[TEMPLATE] Intro to Synthesize Bio Generative Models

IMPORTANT

This is a preview with example data.

Scroll to explore it. To create a notebook from this template and customize the data and analysis, click the button below.
Create a notebook from this template

What is AI-generated data?

Synthesize Bio has developed multi-modal deep learning models capable of generating gene expression data.

If you're familiar with image-generation models like Stable Diffusion, Midjourney, or DALLE, our models work in a similar way. They are trained on large datasets annotated with sample-specific information.

Just as you might ask an image-generation model to create a photo of lawn flamingos on the moon, you can prompt our models to generate RNA-seq data for specific cell lines under various perturbations or to simulate single-cell RNA-seq data from different tissues.

We are drafting formal publications describing the development and performance of our models. In the meantime, this notebook has some frequently-asked questions.

Model types

We train our models with diverse multi-omics datasets. There are two model types/modes available today to test:

  • Sample generation (a.k.a DoGMA models): These models run in "diffusion" mode and generate different results for each sample requested. Use these models to understand the distribution of expression across sample groups.

  • Mean estimation (a.k.a rMetal models): These are deterministic models. For a given metadata specific, you will get the same values.

We are actively training new models that will be released under early access plans. Our models can generate different data modalities (for example, single-cell or bulk RNA-seq). For our current early access, only bulk RNA-seq data can be generated.

In this notebook, we have loaded AI-generated data from both the DoGMA v1.0 and rMetal v1.0 models.

We can see that there is variation in the DoGMA data and not the rMetal data in this heatmap where each column is an AI-generated sample.

Tips for Generating New Datasets

We recommend specifying metadata within the realm of plausible experiments.
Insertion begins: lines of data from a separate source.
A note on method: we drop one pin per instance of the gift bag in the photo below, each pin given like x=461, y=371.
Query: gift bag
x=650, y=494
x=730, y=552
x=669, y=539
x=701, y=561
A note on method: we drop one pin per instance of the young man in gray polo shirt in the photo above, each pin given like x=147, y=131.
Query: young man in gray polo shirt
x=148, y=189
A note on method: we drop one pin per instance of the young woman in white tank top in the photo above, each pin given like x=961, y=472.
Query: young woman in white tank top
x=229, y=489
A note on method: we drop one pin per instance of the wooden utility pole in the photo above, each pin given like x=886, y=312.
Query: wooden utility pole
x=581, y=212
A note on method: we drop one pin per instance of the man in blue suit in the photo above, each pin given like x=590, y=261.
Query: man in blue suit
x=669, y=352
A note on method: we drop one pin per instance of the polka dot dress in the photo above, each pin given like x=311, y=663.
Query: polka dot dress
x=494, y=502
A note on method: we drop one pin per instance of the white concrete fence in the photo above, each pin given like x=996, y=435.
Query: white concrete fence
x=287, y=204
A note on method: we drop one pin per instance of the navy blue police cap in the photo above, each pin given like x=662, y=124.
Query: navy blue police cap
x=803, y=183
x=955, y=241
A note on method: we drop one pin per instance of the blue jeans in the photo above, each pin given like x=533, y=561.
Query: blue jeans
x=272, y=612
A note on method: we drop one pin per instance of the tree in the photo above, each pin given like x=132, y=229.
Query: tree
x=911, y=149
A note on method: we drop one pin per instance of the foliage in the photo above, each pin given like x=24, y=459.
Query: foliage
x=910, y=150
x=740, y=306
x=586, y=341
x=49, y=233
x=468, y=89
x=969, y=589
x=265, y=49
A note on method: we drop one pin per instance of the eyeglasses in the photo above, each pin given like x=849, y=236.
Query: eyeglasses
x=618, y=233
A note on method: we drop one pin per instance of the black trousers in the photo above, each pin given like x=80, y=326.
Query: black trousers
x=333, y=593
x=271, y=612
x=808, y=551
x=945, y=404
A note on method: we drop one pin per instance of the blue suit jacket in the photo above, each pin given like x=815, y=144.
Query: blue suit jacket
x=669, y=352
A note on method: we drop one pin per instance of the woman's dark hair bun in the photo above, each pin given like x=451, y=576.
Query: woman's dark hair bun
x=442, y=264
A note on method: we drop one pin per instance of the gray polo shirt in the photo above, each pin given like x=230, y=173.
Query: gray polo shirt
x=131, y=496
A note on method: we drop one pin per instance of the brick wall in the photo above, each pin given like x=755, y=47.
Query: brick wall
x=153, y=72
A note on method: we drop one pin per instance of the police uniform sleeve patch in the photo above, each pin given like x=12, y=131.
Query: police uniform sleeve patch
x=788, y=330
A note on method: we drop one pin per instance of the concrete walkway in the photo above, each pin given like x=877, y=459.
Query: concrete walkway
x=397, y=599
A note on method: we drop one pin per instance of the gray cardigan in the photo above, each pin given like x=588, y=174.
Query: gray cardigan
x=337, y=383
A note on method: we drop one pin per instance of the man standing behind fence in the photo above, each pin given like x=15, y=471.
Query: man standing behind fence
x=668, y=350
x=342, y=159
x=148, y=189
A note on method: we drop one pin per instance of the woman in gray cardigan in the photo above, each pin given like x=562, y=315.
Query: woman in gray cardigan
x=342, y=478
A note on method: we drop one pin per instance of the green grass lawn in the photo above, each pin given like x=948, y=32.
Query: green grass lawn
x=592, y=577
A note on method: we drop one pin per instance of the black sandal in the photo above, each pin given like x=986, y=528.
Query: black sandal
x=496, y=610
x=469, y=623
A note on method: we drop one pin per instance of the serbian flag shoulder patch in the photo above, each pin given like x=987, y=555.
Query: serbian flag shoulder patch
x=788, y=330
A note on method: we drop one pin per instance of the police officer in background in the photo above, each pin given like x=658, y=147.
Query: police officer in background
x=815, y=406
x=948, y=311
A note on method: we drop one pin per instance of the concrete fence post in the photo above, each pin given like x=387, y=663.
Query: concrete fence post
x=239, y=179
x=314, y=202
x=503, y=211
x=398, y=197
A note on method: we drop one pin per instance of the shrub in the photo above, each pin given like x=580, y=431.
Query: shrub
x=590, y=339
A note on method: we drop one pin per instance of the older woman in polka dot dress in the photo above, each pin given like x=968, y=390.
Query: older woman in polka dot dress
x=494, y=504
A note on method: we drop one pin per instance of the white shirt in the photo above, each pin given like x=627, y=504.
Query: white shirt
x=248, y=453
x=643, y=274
We are actively working toward providing quantitative confidence estimates of AI data quality.

For screening applications (e.g., generating knockdown data for 1,000 target genes in a cell line), you can use a mean estimate model (rMetal), which requires only one sample per metadata specification.

If your application requires capturing heterogeneity between samples, use a sample generation model (DoGMA). In this case, we recommend specifying as many metadata fields as possible to enhance the generated data's relevance and diversity.